Of course, unlike Ukraine, Romania has been firmly embedded in the “western” sphere for over a decade, as a member of the EU since 2007 and a member of NATO since 2004. Romania’s membership in those bodies has helped raise public expectations of accountability, with poor governance pushing educated young Romanians to move elsewhere in the EU and the public as a whole reacting more forcefully to the political elite’s betrayals of those standards. The EU helped build momentum against the government’s plans more directly by backing the protesters and warning Romania against “backtracking” in the fight against corruption.
Western support can be a critical force for good in building civil societies, but seemingly only in cases where geopolitical interests and good governance align. In South-eastern Europe, a region that once figured prominently in the minds of American and European diplomats, conflicting policy priorities have instead served to undermine them. One telling example is EU and NATO candidate country Montenegro, where civic groups have had little success stamping out a time-honoured tradition of official corruption relative to their Ukrainian and Romanian counterparts.

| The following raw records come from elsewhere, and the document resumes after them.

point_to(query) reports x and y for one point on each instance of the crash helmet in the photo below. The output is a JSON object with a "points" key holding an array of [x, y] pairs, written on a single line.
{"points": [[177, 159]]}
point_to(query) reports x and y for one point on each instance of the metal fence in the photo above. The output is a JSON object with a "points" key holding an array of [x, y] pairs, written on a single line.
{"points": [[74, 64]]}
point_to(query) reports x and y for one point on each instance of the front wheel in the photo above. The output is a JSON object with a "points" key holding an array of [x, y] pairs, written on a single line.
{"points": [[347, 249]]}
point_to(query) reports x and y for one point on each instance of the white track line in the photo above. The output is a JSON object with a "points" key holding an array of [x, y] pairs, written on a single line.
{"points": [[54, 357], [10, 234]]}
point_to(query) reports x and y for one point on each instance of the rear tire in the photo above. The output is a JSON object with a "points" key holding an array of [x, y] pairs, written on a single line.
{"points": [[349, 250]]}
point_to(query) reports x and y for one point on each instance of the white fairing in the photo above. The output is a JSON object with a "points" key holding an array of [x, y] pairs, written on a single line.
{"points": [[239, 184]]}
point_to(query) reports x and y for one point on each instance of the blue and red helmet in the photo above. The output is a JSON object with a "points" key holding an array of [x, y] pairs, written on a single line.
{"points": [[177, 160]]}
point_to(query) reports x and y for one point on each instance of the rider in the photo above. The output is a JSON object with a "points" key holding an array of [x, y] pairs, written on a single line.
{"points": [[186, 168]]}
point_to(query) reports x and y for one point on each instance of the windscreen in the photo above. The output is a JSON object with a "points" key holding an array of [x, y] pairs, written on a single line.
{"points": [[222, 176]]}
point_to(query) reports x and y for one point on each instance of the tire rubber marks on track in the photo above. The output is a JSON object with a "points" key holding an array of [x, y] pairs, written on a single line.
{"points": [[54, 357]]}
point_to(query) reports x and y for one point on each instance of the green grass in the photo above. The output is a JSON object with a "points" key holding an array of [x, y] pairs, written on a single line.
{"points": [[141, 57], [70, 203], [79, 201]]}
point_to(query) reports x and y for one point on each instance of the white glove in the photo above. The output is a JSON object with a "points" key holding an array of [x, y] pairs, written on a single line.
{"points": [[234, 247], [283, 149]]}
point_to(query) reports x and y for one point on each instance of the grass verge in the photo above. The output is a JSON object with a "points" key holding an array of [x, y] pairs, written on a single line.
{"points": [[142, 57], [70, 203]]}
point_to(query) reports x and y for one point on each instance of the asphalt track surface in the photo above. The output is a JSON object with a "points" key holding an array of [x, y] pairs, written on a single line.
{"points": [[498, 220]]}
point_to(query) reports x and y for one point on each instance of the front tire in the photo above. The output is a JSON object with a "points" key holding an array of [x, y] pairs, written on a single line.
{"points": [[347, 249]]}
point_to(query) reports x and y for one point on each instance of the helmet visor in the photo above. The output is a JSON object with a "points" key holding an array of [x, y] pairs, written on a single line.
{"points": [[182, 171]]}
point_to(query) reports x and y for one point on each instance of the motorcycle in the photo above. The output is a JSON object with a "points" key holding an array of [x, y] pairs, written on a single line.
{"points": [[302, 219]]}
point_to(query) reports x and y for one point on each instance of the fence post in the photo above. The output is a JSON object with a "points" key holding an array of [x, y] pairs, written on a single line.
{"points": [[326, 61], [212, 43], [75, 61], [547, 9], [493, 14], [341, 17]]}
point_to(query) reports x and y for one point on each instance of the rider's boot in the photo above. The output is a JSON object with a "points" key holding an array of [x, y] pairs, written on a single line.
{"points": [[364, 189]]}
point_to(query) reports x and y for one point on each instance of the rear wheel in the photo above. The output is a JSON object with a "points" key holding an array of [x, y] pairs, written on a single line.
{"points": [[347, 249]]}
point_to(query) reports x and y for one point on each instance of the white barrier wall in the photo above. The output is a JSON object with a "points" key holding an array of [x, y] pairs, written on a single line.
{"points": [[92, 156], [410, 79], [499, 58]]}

This is partly due to continued restraints on political pluralism, freedom of expression, and freedom of assembly: the most recent round of elections last autumn were tarnished by accusations of voter intimidation, cyber-attacks, and threats of violence, resulting in instability that has been heightened by the government’s attempts to jail opposition figures.
Institutionalized corruption, though, is only half the story.
Institutionalized corruption, though, is only half the story. Long-ruling strongman Milo Djukanovic, accused of facilitating corruption and organized crime in Montenegro for decades, has been successful at keeping the lid on civil society thanks to his pro-western stance. Fearing Russian activity in the Balkans, NATO and the EU have kept quiet about Montenegro’s on-going corruption issues to avoid undermining a friendly leader. As a result, neither have engaged in a meaningful way with civil society actors. That reticence has helped Djukanovic maintain his power base despite stepping down from his position as prime minister, and he is likely to continue pulling the strings as chairman of his party.
That western powers would avoid overtly antagonising cooperative partners should come as a surprise to no one, but civic efforts do still have avenues of applying pressure on corrupt officials (and their outside backers) even in cases where they initially lack support from the United States or the EU. In both the Ukrainian and the Romanian cases, grassroots efforts gained enough momentum to change the calculus of the powers that be and force Washington and Brussels to take harder lines when they would have perhaps preferred not to. Petro Poroshenko is an important example: while he may be a close ally and partner to both capitals, concerns over the (clear and highly public) impact of corruption on the Ukrainian government’s ability to govern nonetheless pushed the US and the EU to apply pressure on Kiev in turn. Romania’s anti-corruption movement has already proven how effective this roadmap can be, and it’s up to others in the region to follow suit.